Protein therapeutics may be delivered across the blood-brain barrier (BBB) by genetic fusion to a BBB molecular Trojan horse. The latter is an endogenous peptide or a peptidomimetic monoclonal antibody (MAb) against a BBB receptor, such as the insulin receptor or the transferrin receptor (TfR). Fusion proteins have been engineered with the MAb against the human insulin receptor (HIR). However, the HIRMAb is not active against the rodent insulin receptor, and cannot be used for drug delivery across the mouse BBB. The rat 8D3 MAb against the mouse TfR is active as a drug delivery system in the mouse, and the present studies describe the cloning and sequencing of the variable region of the heavy chain (VH) and light chain (VL) of the rat 8D3 TfRMAb.
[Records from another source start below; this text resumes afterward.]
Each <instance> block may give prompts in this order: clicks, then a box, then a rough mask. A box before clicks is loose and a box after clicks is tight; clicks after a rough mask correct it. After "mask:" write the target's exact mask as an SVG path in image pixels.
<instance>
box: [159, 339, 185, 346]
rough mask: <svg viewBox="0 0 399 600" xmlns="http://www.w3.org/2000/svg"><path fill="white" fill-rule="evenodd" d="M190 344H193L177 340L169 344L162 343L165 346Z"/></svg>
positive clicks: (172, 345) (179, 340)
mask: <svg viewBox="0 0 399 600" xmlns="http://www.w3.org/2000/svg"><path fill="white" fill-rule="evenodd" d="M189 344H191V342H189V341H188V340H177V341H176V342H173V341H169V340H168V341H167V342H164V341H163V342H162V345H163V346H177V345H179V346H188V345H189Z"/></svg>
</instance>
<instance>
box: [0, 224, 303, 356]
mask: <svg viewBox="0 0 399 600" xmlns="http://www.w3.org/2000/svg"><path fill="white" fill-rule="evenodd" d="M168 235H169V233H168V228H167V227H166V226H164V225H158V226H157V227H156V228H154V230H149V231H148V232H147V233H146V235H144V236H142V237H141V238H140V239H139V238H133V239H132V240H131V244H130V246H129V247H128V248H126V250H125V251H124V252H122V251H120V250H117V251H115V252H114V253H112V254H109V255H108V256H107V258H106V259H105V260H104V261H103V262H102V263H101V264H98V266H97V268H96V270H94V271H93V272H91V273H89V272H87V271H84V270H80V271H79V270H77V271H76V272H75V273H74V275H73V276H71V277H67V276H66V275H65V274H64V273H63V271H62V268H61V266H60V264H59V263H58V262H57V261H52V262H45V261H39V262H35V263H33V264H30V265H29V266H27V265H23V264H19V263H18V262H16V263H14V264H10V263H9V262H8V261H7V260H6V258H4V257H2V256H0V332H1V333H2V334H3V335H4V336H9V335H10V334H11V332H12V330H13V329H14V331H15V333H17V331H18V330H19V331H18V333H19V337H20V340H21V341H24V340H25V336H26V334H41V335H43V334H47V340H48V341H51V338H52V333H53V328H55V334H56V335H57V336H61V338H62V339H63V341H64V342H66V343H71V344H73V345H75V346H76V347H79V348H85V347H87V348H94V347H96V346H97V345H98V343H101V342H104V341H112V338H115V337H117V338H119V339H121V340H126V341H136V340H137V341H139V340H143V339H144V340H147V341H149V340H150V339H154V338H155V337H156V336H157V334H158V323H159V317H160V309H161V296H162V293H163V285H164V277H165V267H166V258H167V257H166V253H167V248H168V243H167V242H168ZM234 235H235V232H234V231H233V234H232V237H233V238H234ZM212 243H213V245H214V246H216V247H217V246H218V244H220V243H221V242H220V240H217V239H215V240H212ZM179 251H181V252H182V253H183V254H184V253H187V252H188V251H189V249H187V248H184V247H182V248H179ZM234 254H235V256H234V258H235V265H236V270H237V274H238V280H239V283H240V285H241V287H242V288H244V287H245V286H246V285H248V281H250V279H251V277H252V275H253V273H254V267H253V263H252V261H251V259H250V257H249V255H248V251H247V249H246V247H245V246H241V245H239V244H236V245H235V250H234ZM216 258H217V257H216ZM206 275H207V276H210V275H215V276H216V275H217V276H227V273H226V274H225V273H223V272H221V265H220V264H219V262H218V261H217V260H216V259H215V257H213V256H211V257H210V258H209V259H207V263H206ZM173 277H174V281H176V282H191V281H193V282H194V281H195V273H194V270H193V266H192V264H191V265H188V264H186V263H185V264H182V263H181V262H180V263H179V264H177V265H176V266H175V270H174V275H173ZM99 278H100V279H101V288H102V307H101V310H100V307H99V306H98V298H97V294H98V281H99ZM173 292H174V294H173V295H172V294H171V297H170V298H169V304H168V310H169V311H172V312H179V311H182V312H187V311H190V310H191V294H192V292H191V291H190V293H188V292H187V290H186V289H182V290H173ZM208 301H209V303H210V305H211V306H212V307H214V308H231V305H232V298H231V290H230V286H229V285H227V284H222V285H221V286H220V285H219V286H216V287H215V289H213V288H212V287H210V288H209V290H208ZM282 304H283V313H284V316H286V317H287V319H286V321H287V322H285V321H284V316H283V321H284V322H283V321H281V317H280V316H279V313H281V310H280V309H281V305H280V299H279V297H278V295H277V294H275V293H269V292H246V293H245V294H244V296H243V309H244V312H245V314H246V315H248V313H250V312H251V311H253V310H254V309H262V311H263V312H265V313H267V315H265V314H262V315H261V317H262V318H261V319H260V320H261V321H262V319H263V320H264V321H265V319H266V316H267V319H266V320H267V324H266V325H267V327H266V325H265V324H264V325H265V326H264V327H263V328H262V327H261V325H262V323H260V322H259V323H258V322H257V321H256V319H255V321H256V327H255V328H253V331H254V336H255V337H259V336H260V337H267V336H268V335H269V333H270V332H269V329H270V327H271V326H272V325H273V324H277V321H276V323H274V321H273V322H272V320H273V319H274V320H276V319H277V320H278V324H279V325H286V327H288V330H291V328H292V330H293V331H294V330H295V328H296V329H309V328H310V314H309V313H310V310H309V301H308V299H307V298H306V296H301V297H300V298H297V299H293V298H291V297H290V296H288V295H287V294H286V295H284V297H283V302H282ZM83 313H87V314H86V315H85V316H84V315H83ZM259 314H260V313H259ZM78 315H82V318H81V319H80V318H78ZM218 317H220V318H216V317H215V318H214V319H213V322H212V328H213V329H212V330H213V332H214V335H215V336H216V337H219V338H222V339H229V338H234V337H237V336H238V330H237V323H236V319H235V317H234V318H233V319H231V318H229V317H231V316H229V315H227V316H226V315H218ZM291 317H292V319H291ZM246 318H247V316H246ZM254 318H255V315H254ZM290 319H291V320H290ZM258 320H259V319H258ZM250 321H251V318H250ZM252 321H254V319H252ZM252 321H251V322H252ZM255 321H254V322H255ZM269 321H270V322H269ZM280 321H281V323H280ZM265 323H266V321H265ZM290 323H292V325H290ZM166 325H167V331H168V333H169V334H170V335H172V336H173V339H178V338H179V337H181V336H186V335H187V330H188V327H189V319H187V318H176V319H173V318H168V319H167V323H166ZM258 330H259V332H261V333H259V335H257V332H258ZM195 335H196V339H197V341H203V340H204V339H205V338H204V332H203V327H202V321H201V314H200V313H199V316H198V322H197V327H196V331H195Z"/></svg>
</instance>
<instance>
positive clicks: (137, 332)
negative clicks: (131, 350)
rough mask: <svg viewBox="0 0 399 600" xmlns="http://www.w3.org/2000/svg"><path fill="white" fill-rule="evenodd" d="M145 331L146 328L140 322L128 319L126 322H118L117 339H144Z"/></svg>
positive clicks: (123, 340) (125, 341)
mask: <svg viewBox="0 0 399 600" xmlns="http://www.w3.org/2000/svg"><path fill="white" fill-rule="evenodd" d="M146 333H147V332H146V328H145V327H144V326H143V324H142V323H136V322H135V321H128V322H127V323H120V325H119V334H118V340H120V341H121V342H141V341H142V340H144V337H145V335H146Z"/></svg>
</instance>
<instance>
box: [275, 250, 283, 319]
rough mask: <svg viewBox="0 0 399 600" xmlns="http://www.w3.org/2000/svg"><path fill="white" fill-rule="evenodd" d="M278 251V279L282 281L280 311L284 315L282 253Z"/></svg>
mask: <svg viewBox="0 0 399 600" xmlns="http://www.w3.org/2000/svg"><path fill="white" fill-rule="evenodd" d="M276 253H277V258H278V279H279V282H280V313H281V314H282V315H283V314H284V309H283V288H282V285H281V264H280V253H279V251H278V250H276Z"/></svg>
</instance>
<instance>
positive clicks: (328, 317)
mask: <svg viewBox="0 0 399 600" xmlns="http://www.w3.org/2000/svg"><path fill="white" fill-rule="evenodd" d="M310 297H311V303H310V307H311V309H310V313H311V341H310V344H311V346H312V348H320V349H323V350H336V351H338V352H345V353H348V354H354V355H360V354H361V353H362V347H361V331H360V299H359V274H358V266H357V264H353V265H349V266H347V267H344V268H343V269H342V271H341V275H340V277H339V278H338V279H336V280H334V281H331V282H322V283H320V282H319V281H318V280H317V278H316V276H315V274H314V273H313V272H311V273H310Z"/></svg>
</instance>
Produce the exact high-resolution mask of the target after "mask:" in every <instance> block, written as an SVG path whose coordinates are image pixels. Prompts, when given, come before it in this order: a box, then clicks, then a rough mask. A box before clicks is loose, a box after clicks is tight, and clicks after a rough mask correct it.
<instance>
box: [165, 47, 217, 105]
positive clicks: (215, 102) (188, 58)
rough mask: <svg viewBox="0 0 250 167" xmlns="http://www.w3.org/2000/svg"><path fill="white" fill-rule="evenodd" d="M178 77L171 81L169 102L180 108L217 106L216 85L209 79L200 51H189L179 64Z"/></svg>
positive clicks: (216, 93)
The VH and VL were fused to the constant region of mouse IgG1 heavy chain and mouse kappa light chain, respectively, to produce a new chimeric TfRMAb. The chimeric TfRMAb was expressed in COS cells following dual transfection with the heavy and light chain expression plasmids, and was purified by protein G affinity chromatography. The affinity of the chimeric TfRMAb for the murine TfR was equal to the 8D3 MAb using a radio-receptor assay and mouse fibroblasts. The chimeric TfRMAb was radio-labeled and injected into mice for a pharmacokinetics study of the clearance of the chimeric TfRMAb. The chimeric TfRMAb was rapidly taken up by mouse brain in vivo at a level comparable to the rat 8D3 MAb. In summary, these studies describe the genetic engineering, expression, and validation of a chimeric TfRMAb with high activity for the mouse TfR, which can be used in future engineering of therapeutic fusion proteins for BBB drug delivery in the mouse.

摘要

蛋白质治疗药物可通过与血脑屏障(BBB)分子特洛伊木马进行基因融合来穿过血脑屏障。后者是一种针对BBB受体的内源性肽或拟肽单克隆抗体(MAb),例如胰岛素受体或转铁蛋白受体(TfR)。已经构建了与人胰岛素受体(HIR)的单克隆抗体的融合蛋白。然而,HIR单克隆抗体对啮齿动物胰岛素受体无活性,不能用于药物穿过小鼠血脑屏障的递送。抗小鼠TfR的大鼠8D3单克隆抗体在小鼠中作为药物递送系统具有活性,本研究描述了大鼠8D3 TfR单克隆抗体重链(VH)和轻链(VL)可变区的克隆和测序。VH和VL分别与小鼠IgG1重链和小鼠κ轻链的恒定区融合,以产生一种新的嵌合TfR单克隆抗体。嵌合TfR单克隆抗体在与重链和轻链表达质粒进行双重转染后在COS细胞中表达,并通过蛋白G亲和层析纯化。使用放射受体分析和小鼠成纤维细胞,嵌合TfR单克隆抗体对小鼠TfR的亲和力与8D3单克隆抗体相当。将嵌合TfR单克隆抗体进行放射性标记并注射到小鼠体内,以研究嵌合TfR单克隆抗体的清除的药代动力学。嵌合TfR单克隆抗体在体内被小鼠脑快速摄取,摄取水平与大鼠8D3单克隆抗体相当。总之,这些研究描述了一种对小鼠TfR具有高活性的嵌合TfR单克隆抗体的基因工程、表达和验证,其可用于未来构建用于小鼠血脑屏障药物递送的治疗性融合蛋白。